In this tight climate, NIDA has opted for caution and familiarity over innovation. Seasoned scientists have been given the advantage in competition, with a greater percentage of the purse now going to those with a solid research history, placing more dollars in fewer hands. “There is concern across the board in the research arena with a decreasing budget,” says Jack Stein, PhD, director of NIDA's Office of Science Policy and Communications. “There is no doubt: those with experience have a better edge…unfortunately wonderful grant requests have come in that could not get funded because of budgets.”
The National Institute on Alcohol Abuse and Alcoholism (NIAAA) has an even smaller budget: Out of 530 applications last year, 166 were funded for $55,291,978.
Some history: Federal money for research was plentiful after World War II. And until the 1980s, scientists found support and funding for novel ideas. Take Jim Topolski, PhD, research associate professor at the Missouri Institute of Mental Health, a unit of the University of Missouri, St. Louis.
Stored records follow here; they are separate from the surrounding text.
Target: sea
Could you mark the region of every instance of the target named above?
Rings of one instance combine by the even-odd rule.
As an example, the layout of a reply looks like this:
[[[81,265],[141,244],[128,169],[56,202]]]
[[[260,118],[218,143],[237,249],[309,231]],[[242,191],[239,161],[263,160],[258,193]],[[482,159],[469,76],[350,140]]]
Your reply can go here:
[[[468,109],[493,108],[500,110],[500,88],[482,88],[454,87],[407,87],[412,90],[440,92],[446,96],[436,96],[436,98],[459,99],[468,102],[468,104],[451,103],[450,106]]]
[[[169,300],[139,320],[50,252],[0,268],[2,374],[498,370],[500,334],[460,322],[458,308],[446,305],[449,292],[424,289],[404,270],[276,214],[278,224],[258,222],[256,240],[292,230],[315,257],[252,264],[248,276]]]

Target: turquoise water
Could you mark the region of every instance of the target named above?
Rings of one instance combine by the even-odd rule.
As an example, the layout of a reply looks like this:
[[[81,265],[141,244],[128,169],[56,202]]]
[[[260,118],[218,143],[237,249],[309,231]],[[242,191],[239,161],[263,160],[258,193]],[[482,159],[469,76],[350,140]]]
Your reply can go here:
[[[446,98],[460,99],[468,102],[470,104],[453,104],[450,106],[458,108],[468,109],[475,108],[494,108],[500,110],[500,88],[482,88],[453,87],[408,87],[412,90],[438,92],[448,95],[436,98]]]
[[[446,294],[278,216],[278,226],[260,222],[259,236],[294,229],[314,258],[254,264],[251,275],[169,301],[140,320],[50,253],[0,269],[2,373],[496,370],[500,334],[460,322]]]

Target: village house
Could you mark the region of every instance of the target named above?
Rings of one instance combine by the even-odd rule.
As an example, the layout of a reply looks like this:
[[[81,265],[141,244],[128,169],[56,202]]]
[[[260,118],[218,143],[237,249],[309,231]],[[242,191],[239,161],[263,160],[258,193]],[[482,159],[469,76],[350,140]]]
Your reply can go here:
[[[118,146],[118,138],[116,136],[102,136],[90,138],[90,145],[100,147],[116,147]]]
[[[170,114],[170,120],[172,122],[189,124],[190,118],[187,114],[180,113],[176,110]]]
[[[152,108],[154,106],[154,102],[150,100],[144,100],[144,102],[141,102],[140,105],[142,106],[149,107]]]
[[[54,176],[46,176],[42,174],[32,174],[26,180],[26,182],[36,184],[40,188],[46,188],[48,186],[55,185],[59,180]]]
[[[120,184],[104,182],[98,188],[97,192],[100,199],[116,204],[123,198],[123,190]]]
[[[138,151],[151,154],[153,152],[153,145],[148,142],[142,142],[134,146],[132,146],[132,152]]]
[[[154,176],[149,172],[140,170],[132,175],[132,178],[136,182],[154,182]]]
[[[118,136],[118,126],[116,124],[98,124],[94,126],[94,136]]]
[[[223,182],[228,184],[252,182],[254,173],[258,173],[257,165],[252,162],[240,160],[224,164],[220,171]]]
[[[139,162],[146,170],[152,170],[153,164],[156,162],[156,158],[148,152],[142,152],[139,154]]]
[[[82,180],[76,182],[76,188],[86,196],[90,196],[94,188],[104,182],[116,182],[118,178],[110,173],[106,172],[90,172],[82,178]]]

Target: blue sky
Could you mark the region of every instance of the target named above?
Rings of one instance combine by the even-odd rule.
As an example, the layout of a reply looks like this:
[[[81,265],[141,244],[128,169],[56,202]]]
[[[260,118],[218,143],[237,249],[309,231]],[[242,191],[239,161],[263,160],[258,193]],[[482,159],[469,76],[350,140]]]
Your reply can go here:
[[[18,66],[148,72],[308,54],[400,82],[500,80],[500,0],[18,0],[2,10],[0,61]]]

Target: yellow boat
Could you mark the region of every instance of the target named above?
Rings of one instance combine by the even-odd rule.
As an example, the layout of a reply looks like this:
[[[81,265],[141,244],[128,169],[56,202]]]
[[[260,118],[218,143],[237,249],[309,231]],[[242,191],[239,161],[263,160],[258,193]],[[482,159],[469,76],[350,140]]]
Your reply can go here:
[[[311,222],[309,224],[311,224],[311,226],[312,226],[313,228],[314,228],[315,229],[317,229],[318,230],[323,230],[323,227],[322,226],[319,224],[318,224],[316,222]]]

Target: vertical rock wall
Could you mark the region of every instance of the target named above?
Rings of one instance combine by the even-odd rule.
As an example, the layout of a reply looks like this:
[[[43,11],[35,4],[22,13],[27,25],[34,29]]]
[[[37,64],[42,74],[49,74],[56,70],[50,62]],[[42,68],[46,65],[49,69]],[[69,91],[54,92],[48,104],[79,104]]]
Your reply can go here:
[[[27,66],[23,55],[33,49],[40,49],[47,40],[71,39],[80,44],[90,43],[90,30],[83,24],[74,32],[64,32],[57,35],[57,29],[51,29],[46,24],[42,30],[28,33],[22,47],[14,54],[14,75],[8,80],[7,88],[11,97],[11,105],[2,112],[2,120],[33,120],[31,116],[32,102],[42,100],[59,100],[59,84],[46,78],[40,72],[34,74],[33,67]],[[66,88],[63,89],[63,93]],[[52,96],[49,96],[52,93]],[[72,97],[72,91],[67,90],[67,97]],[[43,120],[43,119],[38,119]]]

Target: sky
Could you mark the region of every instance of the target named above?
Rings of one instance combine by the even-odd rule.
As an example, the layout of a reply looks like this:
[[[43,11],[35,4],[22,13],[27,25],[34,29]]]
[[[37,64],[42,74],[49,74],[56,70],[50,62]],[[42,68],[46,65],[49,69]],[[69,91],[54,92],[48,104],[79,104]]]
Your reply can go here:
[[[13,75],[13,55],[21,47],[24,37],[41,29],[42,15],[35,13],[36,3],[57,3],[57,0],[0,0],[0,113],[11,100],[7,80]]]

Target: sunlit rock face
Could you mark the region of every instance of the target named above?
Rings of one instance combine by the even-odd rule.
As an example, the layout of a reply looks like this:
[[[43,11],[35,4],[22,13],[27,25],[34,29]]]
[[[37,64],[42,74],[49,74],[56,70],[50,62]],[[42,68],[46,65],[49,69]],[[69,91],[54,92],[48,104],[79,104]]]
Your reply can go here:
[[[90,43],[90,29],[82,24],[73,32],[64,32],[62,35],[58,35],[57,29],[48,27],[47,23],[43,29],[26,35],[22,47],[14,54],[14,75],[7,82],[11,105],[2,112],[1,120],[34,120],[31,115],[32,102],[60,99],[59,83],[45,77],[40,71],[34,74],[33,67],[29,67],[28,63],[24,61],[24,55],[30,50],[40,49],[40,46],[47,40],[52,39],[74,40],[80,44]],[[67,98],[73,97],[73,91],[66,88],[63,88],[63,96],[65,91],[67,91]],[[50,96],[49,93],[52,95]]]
Back in the mid-1980s Topolski worked for the Missouri Department of Mental Health. There was little competition for grants. While his first grant request - to study substance abuse services for the homeless - was not funded, his second, which was aimed at reducing waiting times for people with AIDS who needed substance abuse treatment, was awarded funding. Over the years he has been successful with many of his grant requests, especially with funds from The U.S. Dept. of Health's Substance Abuse and Mental Health Services Administration (SAMHSA).
These days Topolski, like others, finds himself competing for less money from both SAMSHA and NIH.
Another segment of funding derives from private research dollars. These come from private foundations, investors, pharmaceutical manufacturers and the alcohol industry. Biopharmaceutical research companies - working in collaboration with academia, government researchers, and patient organizations - have 20 new substance abuse drugs or vaccines being considered for financing, according to a report released in May by the Pharmaceuticals Research and Manufacturers of America Assn (PhRMA), an industry advocacy group.
One drug hungry for financing is AD04, licensed by ADIAL in Charlottesville, VA. A serotonin blocker, it has shown in Phase II trials of 283 patients to dramatically reduce the craving for alcohol. AD04 was initially studied at the University of Virginia and University of Texas and funded through the NIAAA. Then ADIAL licensed the technology. “We’re a small biotech pharmaceutical manufacturer,” says William Stilley, CEO. “We raised under $10 million initially. We are ready to go into Phase III trials, and we are seeking funding.” Stilley says the company will most likely be a financial or strategic partner. “It is getting harder and harder to get funding.”
Those frustrated with research funding ask: what about funding more grants with less money? Would there be room for new ideas? Without it, what happens to innovation given that there is hardly a way for creative approaches to demonstrate effectiveness without funds to produce peer-reviewed studies?
The gorilla in the room around this question turns out to be the ideology of the decision makers. “There are ideological constraints tied to what gets funded," says Ethan Nadelmann, founder and executive director of the Drug Policy Alliance in New York City. An example? The tendency to fund "abstinence only" programs and the war on drugs at the expense of drug prevention research. "There is not a lot of evidence of what works because it does not get studied. Today, kids lose their drug virginity before their sexual virginity. What’s the needle exchange of today?"